# Support Vector Machine (SVM)

### Chapter 1 foundation of SVM

Suppose we have an optimization problem:
$$
\begin{aligned}
\min_{\bm{x}}f(\bm{x}) \\
s.t. \quad & h_{i}(\bm{x})\leq 0, &i=1,2,\cdots,m \\
     \quad & g_{j}(\bm{x})=0,     &j=1,2,\cdots,n
\end{aligned}
$$
where $f(\bm{x})$ is the objective function, $h_{i}(\bm{x})$ are inequality constraints, $g_{j}(\bm{x})$ are equality constraints.<br>
This optimization problem is called **primal problem**. The Lagrange function is:
$$
L(\bm{x},\bm{\lambda},\bm{\mu})=f(\bm{x})+\sum_{i=1}^{m}\lambda_{i}h_{i}(\bm{x})+\sum_{j=1}^{n}\mu_{j}g_{j}(\bm{x})
$$
where $\lambda_{i}$ and $\mu_{j}$ are Lagrange multipliers.<br>

Define the **Lagrange dual function** $\Gamma(\bm{\lambda},\bm{\mu}) $ as:
$$\begin{aligned}
&\Gamma(\bm{\lambda},\bm{\mu})=\inf_{\bm{x}\in \Psi}L(\bm{x},\bm{\lambda},\bm{\mu}) \\
= &\inf_{\bm{x}\in \Psi}\{ f(\bm{x})+\sum_{i=1}^{m}\lambda_{i}h_{i}(\bm{x})+\sum_{j=1}^{n}\mu_{j}g_{j}(\bm{x}) \}
\end{aligned}$$
where $\Psi$ is the feasible set of primal problem and $\bm{\lambda}\geq 0$.<br>
$$
\begin{aligned}
&\because \lambda_{i}\geq 0,\quad h_{i}(\bm{x})\leq 0, \quad g_{i}(\bm{x})=0 \\
&\therefore \sum_{i=1}^{m}\lambda_{i}h_{i}(\bm{x})+\sum_{j=1}^{n}\mu_{j}g_{j}(\bm{x})\leq 0\\
&\therefore \Gamma(\bm{\lambda},\bm{\mu})\leq L(\bm{x},\bm{\lambda},\bm{\mu}) \leq f(\bm{x})\\
&\therefore \forall \bm{\lambda}\geq 0,\bm{\mu},& \\
&\quad \quad\Gamma(\bm{\lambda},\bm{\mu})\leq p^{*}\equiv \min_{\bm{x}}f(\bm{x})
\end{aligned}
$$
where $p^{*}$ is the optimal value of primal problem.<br>
From the above, we can get the **Lagrange dual problem**:
$$
\begin{aligned}
\max_{\bm{\lambda},\bm{\mu}}\quad &\Gamma(\bm{\lambda},\bm{\mu}) \\
s.t. \quad &\bm{\lambda}\geq 0
\end{aligned}
$$
The optimal value of dual problem is $d^{*}$, and $d^{*}\leq p^{*}$.
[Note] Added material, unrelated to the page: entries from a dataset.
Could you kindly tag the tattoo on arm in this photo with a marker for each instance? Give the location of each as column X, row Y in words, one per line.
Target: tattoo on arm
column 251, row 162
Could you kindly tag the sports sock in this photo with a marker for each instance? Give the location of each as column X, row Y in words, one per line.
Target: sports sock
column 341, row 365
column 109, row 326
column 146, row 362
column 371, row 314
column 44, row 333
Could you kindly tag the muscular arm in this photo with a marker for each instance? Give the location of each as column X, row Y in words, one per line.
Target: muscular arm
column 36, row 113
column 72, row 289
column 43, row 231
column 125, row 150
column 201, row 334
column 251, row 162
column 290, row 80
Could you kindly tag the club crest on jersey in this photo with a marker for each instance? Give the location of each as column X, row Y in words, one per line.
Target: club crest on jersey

If $d^{*}=p^{*}$, we say the strong duality holds. If $d^{*}<p^{*}$, we say the weak duality holds.<br>
KKT(Karush-Kuhn-Tucker) conditions:
$$
\begin{aligned}
&\nabla_{\bm{x}}L(\bm{x}^{*},\bm{\lambda}^{*},\bm{\mu}^{*})=0 \\ 
& \lambda_{i}^{*}h_{i}(\bm{x}^{*})=0 \\
&h_{i}(\bm{x}^{*})\leq 0, g_{j}(\bm{x}^{*})=0 \\
&\lambda_{i}^{*}\geq 0
\end{aligned}
$$
where $\bm{x}^{*}$ is the optimal solution of primal problem, $\bm{\lambda}^{*}$ is the optimal solution of dual problem.<br>

Proof:
$$
\begin{aligned}
&\text{If strong dualily holds. Then} \\
&f(\bm{x}^{*})=d^{*}=\Gamma(\bm{\lambda}^{*},\bm{\mu}^{*}) \\
&=\inf_{\bm{x}\in \Psi}\{ f(\bm{x})+\sum_{i=1}^{m}\lambda_{i}^{*}h_{i}(\bm{x})+\sum_{j=1}^{n}\mu_{j}^{*}g_{j}(\bm{x}) \}\\
&\leq f(\bm{x}^{*})+\sum_{i=1}^{m}\lambda_{i}^{*}h_{i}(\bm{x}^{*})+\sum_{j=1}^{n}\mu_{j}^{*}g_{j}(\bm{x}^{*}) \\
&\leq f(\bm{x}^{*})
\end{aligned}
$$
From the first inequality we obtain the first KKT condition $\nabla_{\bm{x}}L(\bm{x}^{*},\bm{\lambda}^{*},\bm{\mu}^{*})=0$. From the second inequality we obtain the second KKT condition $\lambda_{i}^{*}h_{i}(\bm{x}^{*})=0 $, which is called complementary slackness. The third KKT condition comes from constraints of the prime problem. The fourth KKT condition comes from the constraints of the dual problem.<br>